Monday, November 18, 2013

Work Ethic (Apothecary, Part 1)

I worked for my dad for years at a pharmacy in Missouri. I still remember driving down Ward Parkway in his truck listening to talk radio and willing him to drive faster. I’m not sure why I was in such a rush to get to work, but I was young and almost always in a hurry. And, of course, I thought my dad was slow because that’s just how teenage girls are.
While working at the downtown location, I met some amazing people. I don’t remember all of their names, but they were hard working and loyal to my father and his business. They were because he was the example. He was always there earlier and then later than all of his workers. He would go the extra mile for his customers and he became part of the community. Even when really awful things (things that made the evening news) would happen, he would turn around and open up the store early the following day. 

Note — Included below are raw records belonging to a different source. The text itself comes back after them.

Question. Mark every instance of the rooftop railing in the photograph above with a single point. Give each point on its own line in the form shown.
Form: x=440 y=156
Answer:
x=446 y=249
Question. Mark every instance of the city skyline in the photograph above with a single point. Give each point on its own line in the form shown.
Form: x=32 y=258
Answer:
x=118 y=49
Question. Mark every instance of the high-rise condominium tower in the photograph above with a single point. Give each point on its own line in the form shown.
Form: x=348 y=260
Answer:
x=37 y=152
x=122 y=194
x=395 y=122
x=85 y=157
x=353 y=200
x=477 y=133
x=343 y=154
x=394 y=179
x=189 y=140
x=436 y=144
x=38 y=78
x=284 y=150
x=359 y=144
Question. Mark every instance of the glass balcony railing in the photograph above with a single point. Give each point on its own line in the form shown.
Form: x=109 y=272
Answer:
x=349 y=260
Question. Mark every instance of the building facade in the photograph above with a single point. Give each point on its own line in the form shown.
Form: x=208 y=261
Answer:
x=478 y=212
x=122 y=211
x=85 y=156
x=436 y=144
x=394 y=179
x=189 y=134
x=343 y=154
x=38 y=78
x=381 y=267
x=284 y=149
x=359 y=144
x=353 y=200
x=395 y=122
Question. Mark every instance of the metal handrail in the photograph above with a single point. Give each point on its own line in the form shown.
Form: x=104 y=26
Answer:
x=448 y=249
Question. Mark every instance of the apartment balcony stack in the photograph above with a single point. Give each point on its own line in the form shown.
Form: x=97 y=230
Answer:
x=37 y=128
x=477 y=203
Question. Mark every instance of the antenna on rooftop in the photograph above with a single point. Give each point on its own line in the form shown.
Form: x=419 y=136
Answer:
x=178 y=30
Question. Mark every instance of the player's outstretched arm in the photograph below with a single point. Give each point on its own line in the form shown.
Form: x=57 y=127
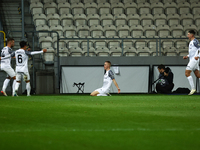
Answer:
x=114 y=81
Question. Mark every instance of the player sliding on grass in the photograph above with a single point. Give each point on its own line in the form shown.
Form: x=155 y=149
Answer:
x=6 y=66
x=22 y=65
x=107 y=81
x=193 y=64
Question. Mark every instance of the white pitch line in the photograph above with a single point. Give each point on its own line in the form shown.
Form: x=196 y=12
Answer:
x=99 y=130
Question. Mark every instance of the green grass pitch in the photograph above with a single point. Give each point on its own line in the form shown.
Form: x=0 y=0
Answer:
x=80 y=122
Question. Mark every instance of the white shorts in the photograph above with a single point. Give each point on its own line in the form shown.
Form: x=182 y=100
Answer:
x=193 y=65
x=10 y=71
x=25 y=75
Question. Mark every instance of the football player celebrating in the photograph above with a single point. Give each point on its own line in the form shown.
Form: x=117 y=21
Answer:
x=107 y=81
x=22 y=56
x=6 y=66
x=193 y=64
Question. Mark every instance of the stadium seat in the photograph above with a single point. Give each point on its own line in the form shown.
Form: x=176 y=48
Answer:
x=113 y=42
x=123 y=30
x=143 y=51
x=171 y=51
x=80 y=19
x=42 y=28
x=96 y=30
x=61 y=1
x=83 y=30
x=120 y=19
x=146 y=19
x=144 y=8
x=93 y=19
x=50 y=8
x=117 y=8
x=136 y=31
x=189 y=27
x=115 y=51
x=73 y=43
x=186 y=19
x=157 y=8
x=110 y=30
x=69 y=30
x=90 y=8
x=163 y=31
x=45 y=41
x=53 y=19
x=133 y=19
x=104 y=8
x=66 y=19
x=184 y=8
x=103 y=51
x=36 y=8
x=197 y=19
x=75 y=51
x=77 y=8
x=39 y=19
x=181 y=43
x=100 y=43
x=176 y=30
x=49 y=56
x=127 y=42
x=88 y=1
x=92 y=51
x=74 y=1
x=183 y=51
x=57 y=28
x=173 y=19
x=195 y=8
x=63 y=52
x=64 y=8
x=130 y=51
x=170 y=8
x=160 y=19
x=62 y=43
x=140 y=43
x=106 y=19
x=150 y=31
x=130 y=8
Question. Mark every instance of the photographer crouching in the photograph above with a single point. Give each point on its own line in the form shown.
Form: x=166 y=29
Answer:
x=165 y=81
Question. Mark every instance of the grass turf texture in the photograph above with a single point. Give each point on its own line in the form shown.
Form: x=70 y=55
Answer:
x=149 y=122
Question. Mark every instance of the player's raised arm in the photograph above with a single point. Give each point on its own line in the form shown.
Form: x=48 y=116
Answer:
x=115 y=82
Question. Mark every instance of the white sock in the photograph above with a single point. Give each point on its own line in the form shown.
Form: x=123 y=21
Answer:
x=5 y=84
x=14 y=82
x=101 y=95
x=190 y=79
x=17 y=86
x=28 y=88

Michael thinks this story epitomizes my father (there are many others, but this is a good one). On his way to work in my mother’s minivan, he was in an accident. Not just a fender bender--the truck in front of him lost his exhaust system hitting the car my dad was driving, taking out one side and causing it to flip, multiple times, and finally landing in a ditch. He climbed out of the driver-side window and was looking at the damaged car when help arrived. One person asked him if there were any survivors. “Ummm. Yes, me.”

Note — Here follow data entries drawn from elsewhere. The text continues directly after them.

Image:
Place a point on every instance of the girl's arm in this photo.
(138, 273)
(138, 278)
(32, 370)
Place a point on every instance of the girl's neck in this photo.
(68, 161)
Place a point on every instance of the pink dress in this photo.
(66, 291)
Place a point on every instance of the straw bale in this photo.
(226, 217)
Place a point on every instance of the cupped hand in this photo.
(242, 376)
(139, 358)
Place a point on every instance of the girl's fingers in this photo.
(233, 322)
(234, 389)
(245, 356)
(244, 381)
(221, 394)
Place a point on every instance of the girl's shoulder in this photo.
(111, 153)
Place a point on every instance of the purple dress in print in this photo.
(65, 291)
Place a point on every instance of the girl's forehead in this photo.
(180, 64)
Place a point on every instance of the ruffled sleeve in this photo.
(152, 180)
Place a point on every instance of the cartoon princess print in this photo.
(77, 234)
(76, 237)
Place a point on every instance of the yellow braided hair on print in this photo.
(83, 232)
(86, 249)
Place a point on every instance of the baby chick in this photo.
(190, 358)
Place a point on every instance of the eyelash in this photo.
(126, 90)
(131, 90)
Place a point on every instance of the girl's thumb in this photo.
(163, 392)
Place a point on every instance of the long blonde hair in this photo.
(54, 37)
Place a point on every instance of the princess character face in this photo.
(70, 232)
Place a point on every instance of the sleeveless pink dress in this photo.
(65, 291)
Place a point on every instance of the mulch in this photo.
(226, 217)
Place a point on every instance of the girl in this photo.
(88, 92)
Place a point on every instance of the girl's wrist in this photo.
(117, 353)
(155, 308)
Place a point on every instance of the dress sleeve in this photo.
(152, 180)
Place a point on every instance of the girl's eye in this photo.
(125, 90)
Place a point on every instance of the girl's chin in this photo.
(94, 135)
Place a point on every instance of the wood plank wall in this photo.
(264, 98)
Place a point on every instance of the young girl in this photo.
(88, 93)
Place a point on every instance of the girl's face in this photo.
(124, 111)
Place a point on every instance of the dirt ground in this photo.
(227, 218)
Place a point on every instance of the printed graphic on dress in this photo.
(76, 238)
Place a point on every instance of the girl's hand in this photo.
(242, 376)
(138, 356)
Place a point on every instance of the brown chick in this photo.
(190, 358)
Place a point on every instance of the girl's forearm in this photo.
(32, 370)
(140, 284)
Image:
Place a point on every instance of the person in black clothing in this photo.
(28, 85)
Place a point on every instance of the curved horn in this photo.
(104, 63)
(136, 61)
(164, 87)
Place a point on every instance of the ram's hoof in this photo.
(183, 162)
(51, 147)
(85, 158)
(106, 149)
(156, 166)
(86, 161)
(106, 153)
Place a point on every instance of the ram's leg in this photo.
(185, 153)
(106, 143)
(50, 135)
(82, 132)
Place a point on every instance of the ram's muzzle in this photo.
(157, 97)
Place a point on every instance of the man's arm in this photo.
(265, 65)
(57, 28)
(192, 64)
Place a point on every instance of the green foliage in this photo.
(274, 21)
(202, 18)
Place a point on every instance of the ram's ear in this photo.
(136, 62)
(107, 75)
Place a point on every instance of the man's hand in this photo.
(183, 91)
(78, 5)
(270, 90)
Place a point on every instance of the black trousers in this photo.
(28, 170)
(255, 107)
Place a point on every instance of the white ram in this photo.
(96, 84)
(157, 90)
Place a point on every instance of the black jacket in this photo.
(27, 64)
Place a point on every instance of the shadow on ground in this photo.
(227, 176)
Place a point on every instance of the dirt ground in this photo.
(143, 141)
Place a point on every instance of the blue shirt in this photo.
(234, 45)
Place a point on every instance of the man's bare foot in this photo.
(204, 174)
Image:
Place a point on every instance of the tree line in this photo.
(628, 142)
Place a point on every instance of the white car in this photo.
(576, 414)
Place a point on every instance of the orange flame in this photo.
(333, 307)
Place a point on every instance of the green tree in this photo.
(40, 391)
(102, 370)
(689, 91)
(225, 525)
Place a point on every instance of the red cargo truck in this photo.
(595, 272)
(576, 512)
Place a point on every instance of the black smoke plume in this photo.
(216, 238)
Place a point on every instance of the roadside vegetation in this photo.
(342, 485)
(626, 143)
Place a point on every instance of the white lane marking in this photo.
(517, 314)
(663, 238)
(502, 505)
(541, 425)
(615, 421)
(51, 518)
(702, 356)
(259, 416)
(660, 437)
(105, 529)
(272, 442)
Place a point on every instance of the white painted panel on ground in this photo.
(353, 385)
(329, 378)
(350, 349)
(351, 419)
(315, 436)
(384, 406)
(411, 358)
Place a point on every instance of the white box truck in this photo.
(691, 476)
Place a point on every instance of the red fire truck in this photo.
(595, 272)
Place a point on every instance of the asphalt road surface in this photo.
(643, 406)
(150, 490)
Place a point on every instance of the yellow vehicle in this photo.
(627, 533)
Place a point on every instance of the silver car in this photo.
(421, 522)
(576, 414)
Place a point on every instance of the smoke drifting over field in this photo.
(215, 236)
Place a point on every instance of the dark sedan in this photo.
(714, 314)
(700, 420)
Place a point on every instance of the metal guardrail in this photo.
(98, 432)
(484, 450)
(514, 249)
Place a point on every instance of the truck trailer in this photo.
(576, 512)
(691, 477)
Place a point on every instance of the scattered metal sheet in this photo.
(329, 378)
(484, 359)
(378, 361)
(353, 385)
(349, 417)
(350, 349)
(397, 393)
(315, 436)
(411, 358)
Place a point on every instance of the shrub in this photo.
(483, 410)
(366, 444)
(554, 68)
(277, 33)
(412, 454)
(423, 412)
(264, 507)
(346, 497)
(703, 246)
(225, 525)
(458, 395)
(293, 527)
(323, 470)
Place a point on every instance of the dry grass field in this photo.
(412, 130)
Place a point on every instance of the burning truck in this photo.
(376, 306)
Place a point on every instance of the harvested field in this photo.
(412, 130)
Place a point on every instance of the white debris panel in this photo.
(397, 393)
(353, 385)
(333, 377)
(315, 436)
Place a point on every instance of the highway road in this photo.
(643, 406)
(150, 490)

 The tow truck arrived and pulled the disabled car out, and my dad asked if the driver could drop him off at his store on his way to drop the car off. The hospital? No. Work? Without question.
In the basement of this downtown location, there were these huge apothecary cabinets--painted green and scratched revealing many layers of paint and a deep stain. They smelled musty and showed years of wear. But, I loved them. Even as an impatient teenage girl, I saw something in these old cabinets and I knew that I would have them in my home one day. I told my father and he listened. Years later, when he closed the store, he moved those cabinets into storage. When they moved their home, he had them moved again.
A few years ago, Michael and I visited my parents and brought one of the cabinets back in a rented truck. The bottom cabinet is complete and I’m working on the top now (Apothecary, Part 2). Clearly, I’m not in a rush like I was when I was a teenager.
Part 3 and 4 are in waiting in the wings now. We brought them back this summer.